Take a bite of the omelet and you get fluffy eggs, strands of gooey, melted cheese, mmmm bacon, and veggies to erase any guilt. It comes with seasoned rosemary potatoes and house-made berry jam to spread on a toasted Wolferman’s English muffin.

Then switch over for a bite of the sweet stuff. The two pieces of French toast (one for each person, I say) are made from sweet house-made bread with ribbons of cinnamon — “it’s essentially a cinnamon roll in loaf form,” said Mark Androes, HomeGrown’s Kansas City market leader. It comes dusted with powdered sugar, but that doesn’t mean you shouldn’t drench it with warm syrup as well. Every bite brings a burst of cinnamon and sugar.

The dish comes with a cup of sliced strawberries — again, to erase any guilt.

Take a bite of omelet. Then a bite of French toast. A sip of coffee. Repeat. A perfect meal.

The West Coast Wake Up is also a favorite for Androes, but he often orders the scramble version.

“I call it a symphony of flavors,” he said.

HomeGrown is the brainchild of longtime Wichita restaurateur Jon Rolph, whose parents owned some Pizza Hut franchises before launching the Mexican restaurant chain Carlos O’Kelly’s in 1981. Under Rolph, the company, now called Thrive Restaurant Group, bought up a bushel of Applebee’s locations. But in 2017, Rolph and his wife, Lauren, wanted to create something more, well, homegrown, and he opened the brunch restaurant in Wichita, emphasizing locally sourced food. (You’ll see the couple on the menu, in the form of Jon’s Denver omelet and LoLo’s Granola.)

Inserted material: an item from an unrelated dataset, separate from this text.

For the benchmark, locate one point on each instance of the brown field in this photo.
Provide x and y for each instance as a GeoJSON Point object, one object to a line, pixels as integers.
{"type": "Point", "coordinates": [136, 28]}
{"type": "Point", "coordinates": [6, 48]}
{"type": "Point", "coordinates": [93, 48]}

Harrison Ford eats there on his annual trips back to Wichita, where, as the Wichita Eagle reports, he has his Cessna plane worked on and meets with flight instructors for safety tips. Just this March, he ate at HomeGrown two mornings in a row. His go-to order, Androes said, is the avocado toast, which comes with two eggs and fresh fruit ($12.50).

I eat at the locations in Leawood, 11705 Roe Ave., or Brookside, 338 W. 63rd St. (where HomeGrown entered the KC market in 2021), but there’s also one in Liberty, a new one in the Power & Light District and, next year, Merriam, with more on the way, Androes said.

Each restaurant looks a little different, but all the KC area locations use locally sourced decor — tables made by Leap Hospitality in Liberty, artwork by UMKC students — as well as locally sourced food from the likes of Scavuzzo’s in KCK for meat and Rose Acre Farms near Columbia for eggs.

Especially if you’re going on a weekend, get on the online waiting list at homegrownkitchen.com before you leave home. When you arrive, you’ll probably find a line out the door.